Constanza Barrandeguy

Personal information
- Full name: Constanza Barrandeguy Fernández
- Born: 7 April 1996 (age 30) Montevideo, Uruguay
- Height: 173 cm (5 ft 8 in)
- Weight: 64 kg (141 lb)

Sport
- Sport: Field hockey
- Position: Midfield

National team
- Years: Team / Caps / Goals
- 2013–: Uruguay / 57 / (17)
- 2017–2021: Uruguay Indoor / 8 / (8)

Medal record
Representing Uruguay
Women's field hockey
Pan American Cup
| Bronze medal – third place | 2025 Montevideo |  |
South American Games
| Bronze medal – third place | 2022 Asunción | Team |
Women's indoor hockey
Indoor Pan American Cup
| Bronze medal – third place | 2017 Georgetown |  |

= Constanza Barrandeguy =

Uruguayan field hockey player

Constanza Barrandeguy Fernández (born 7 April 1996) is a Uruguayan field hockey player, who plays as a midfielder.

==Career==
===Indoor hockey===
Constanza Barrandeguy has competed at two Indoor Pan American Cups.

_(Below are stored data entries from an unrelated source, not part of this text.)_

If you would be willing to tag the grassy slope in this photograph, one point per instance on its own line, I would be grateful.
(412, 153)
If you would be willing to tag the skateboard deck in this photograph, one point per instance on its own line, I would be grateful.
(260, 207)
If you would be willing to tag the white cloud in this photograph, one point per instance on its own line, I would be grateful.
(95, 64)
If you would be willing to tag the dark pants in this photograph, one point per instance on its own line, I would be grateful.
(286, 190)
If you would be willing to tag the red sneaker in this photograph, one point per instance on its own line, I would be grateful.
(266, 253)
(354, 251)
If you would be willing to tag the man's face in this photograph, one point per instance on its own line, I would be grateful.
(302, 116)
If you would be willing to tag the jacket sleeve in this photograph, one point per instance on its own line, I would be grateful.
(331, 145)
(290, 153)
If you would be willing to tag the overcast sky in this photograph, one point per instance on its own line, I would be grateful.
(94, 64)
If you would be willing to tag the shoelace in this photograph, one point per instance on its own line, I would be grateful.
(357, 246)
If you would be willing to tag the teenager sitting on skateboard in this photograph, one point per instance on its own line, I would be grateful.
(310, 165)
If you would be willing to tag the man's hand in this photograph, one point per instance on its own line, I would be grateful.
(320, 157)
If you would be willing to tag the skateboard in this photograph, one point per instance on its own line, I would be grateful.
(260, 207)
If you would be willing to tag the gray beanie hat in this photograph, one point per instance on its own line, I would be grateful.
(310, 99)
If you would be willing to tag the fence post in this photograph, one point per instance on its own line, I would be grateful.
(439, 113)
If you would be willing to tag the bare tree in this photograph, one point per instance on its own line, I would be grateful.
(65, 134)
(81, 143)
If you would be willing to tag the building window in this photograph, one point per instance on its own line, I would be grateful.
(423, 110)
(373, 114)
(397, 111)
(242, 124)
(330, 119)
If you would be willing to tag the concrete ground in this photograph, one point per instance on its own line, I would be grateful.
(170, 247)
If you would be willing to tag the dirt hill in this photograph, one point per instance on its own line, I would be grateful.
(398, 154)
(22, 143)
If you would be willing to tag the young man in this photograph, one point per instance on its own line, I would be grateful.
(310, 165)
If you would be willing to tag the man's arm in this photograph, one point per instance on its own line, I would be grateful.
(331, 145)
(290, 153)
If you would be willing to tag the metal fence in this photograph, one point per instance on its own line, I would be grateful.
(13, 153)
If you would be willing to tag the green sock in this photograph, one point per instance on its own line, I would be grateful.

She represented Uruguay at the 2017 and 2021 editions, winning bronze at the former.

===Field hockey===
====Under–18====
In 2014, Barrandeguy was a member of the Uruguay U–18 team at the Youth Olympic Games in Nanjing.

====Las Cimarronas====
Barrandeguy made her senior international debut for Las Cimarronas in 2013, at the Pan American Cup in Mendoza.

Since her debut, Barrandeguy has been a constant member in the national team. In 2022, she was named co-captain of the team, leading the squad to a bronze medal at the South American Games in Asunción.

In 2023, she was named in the squad for the Pan American Games in Santiago.